Let $x,y$ be coprime integers. I want to prove that if $z \in \mathbb Z$ is a multiple of $x$ and $y$ then $z$ is a multiple of $xy$.
I know that $\exists r,s,m_1, m_2 \in \mathbb Z$ s.t. $$z=m_1x=m_2y$$ $$xr+ys = 1$$. But this is as far as I've gotten. I'm not sure how to proceed from here.
Multiply the second equality you wrote by $z$ to get $xrz+ysz=z$. We also know that $z=m_1x=m_2y$. So that way we get $xr(m_2y)+ys(m_1x)=z$. Hence $z=xy(rm_2+sm_1)$.

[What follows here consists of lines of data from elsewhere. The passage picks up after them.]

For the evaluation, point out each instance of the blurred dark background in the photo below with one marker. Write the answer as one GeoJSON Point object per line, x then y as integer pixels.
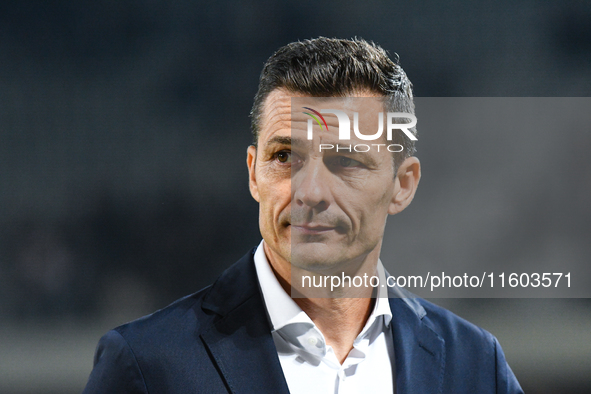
{"type": "Point", "coordinates": [123, 184]}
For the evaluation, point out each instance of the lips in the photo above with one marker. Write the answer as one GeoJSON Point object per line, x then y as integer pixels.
{"type": "Point", "coordinates": [312, 228]}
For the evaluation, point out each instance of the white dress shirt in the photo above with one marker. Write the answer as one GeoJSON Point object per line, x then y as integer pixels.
{"type": "Point", "coordinates": [308, 363]}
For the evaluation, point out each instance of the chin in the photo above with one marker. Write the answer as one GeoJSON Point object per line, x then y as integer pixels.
{"type": "Point", "coordinates": [318, 258]}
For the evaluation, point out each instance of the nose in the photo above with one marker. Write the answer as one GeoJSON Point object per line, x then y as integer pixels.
{"type": "Point", "coordinates": [311, 186]}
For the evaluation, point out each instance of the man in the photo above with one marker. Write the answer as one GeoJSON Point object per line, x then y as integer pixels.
{"type": "Point", "coordinates": [323, 208]}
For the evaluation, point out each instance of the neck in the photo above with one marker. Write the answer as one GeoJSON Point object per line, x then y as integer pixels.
{"type": "Point", "coordinates": [341, 312]}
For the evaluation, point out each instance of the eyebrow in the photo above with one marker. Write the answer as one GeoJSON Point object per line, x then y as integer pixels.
{"type": "Point", "coordinates": [281, 140]}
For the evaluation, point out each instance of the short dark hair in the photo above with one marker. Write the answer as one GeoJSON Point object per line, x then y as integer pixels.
{"type": "Point", "coordinates": [330, 67]}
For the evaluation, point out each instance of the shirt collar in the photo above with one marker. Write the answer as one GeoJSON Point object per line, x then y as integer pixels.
{"type": "Point", "coordinates": [283, 310]}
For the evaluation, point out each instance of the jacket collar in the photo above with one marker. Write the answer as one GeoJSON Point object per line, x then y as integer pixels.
{"type": "Point", "coordinates": [241, 344]}
{"type": "Point", "coordinates": [239, 339]}
{"type": "Point", "coordinates": [419, 351]}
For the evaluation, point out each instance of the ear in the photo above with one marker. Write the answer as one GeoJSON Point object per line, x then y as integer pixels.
{"type": "Point", "coordinates": [251, 158]}
{"type": "Point", "coordinates": [405, 185]}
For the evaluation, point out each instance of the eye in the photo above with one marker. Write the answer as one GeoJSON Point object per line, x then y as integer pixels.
{"type": "Point", "coordinates": [283, 156]}
{"type": "Point", "coordinates": [348, 162]}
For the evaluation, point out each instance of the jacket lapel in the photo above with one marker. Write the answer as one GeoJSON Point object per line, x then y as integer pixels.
{"type": "Point", "coordinates": [419, 351]}
{"type": "Point", "coordinates": [239, 339]}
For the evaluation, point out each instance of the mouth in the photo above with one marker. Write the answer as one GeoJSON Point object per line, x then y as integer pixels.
{"type": "Point", "coordinates": [311, 228]}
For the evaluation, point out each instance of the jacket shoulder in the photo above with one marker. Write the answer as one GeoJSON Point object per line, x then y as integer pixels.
{"type": "Point", "coordinates": [472, 354]}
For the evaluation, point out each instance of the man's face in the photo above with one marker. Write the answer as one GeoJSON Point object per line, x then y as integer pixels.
{"type": "Point", "coordinates": [321, 211]}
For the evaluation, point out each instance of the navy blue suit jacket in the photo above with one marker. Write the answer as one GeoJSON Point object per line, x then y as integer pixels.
{"type": "Point", "coordinates": [218, 340]}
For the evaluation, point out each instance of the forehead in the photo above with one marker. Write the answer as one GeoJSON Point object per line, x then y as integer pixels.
{"type": "Point", "coordinates": [287, 112]}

Use the unique decomposition of integers into prime powers. If $x=\prod_i p_i^{a_i}$ and $y=\prod_j q_j^{b_j}$ and $x,y$ are coprime, the collections of primes $(p_i)$ and $(q_j)$ are disjoint. If $z$ is a multiple of both $x$ and $y$, then $z$ is a multiple of $xy=\prod_i p_i^{a_i}\prod_j q_j^{b_j}$
If $x$ has a prime factorization $p_1^{e_1} p_2^{e_2} \cdots p_m^{e_m}$ and $y$ has a prime factorization $p_{m+1}^{e_{m+1}} p_{m+2}^{e_{m+2}} \cdots p_n^{e_n}$, then none of the $p_i$ can be the same because $\gcd(x, y) = 1$. So what can you say about the factorization of $xy$, or of any multiple of both $x$ and $y$?